Configure Kubernetes cluster for Azure Machine Learning

APPLIES TO: Python SDK azure-ai-ml v2 (preview)

APPLIES TO: Azure CLI ml extension v2 (current)

Azure Machine Learning Kubernetes compute enables you to run training jobs such as AutoML, pipeline, and distributed jobs, or to deploy models as online endpoint or batch endpoint. Azure ML Kubernetes compute supports two kinds of Kubernetes cluster:

  • Azure Kubernetes Services (AKS) cluster in Azure. With your own managed AKS cluster in Azure, you can gain security and controls to meet compliance requirement as well as flexibility to manage teams' ML workload.
  • Azure Arc-enabled Kubernetes (Arc Kubernetes) cluster. With Arc Kubernetes cluster, you can train or deploy models in any infrastructure on-premises, across multi-cloud, or the edge.

In this article, you can learn about steps to configure an existing Kubernetes cluster for Azure Machine Learning:

Prerequisites

  • An AKS cluster is up and running in Azure.
  • or an Arc Kubernetes cluster is up and running.

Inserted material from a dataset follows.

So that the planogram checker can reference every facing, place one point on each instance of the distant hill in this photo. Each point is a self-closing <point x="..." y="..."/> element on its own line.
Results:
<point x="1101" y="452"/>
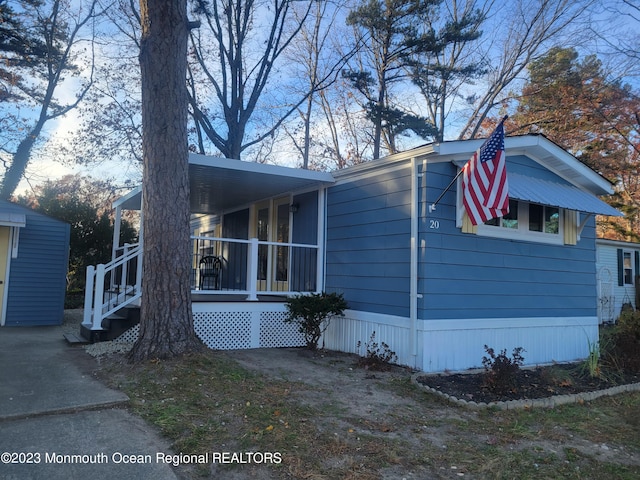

Follow instructions in connect existing Kubernetes cluster to Azure Arc.
    • if this is Azure RedHat OpenShift Service (ARO) cluster or OpenShift Container Platform (OCP) cluster, please ensure to satisfy additional prerequisite step here.
  • The Kubernetes cluster must have minimum of 4 vCPU cores and 8GB memory.
  • Cluster running behind an outbound proxy server or firewall needs additional network configurations
  • Install or upgrade Azure CLI to version 2.24.0 or higher.
  • Install or upgrade Azure CLI extension k8s-extension to version 1.2.3 or higher.

Limitations

Deploy AzureML extension to Kubernetes cluster

AzureML extension consists of a set of system components deployed to your Kubernetes cluster in azureml namespace, so you can enable your cluster to run an Azure ML workload - model training jobs or model endpoints. You can use an Azure CLI command k8s-extension create to deploy AzureML extension. General available (GA) version of AzureML extension is version 1.1.1 or higher.

For a detailed list of AzureML extension system components, see AzureML extension components.

To deploy AzureML extension with CLI, use az k8s-extension create command passing in values for the mandatory parameters.

We list 4 typical extension deployment scenarios for reference. To deploy extension for your production usage, please carefully read the complete list of configuration settings.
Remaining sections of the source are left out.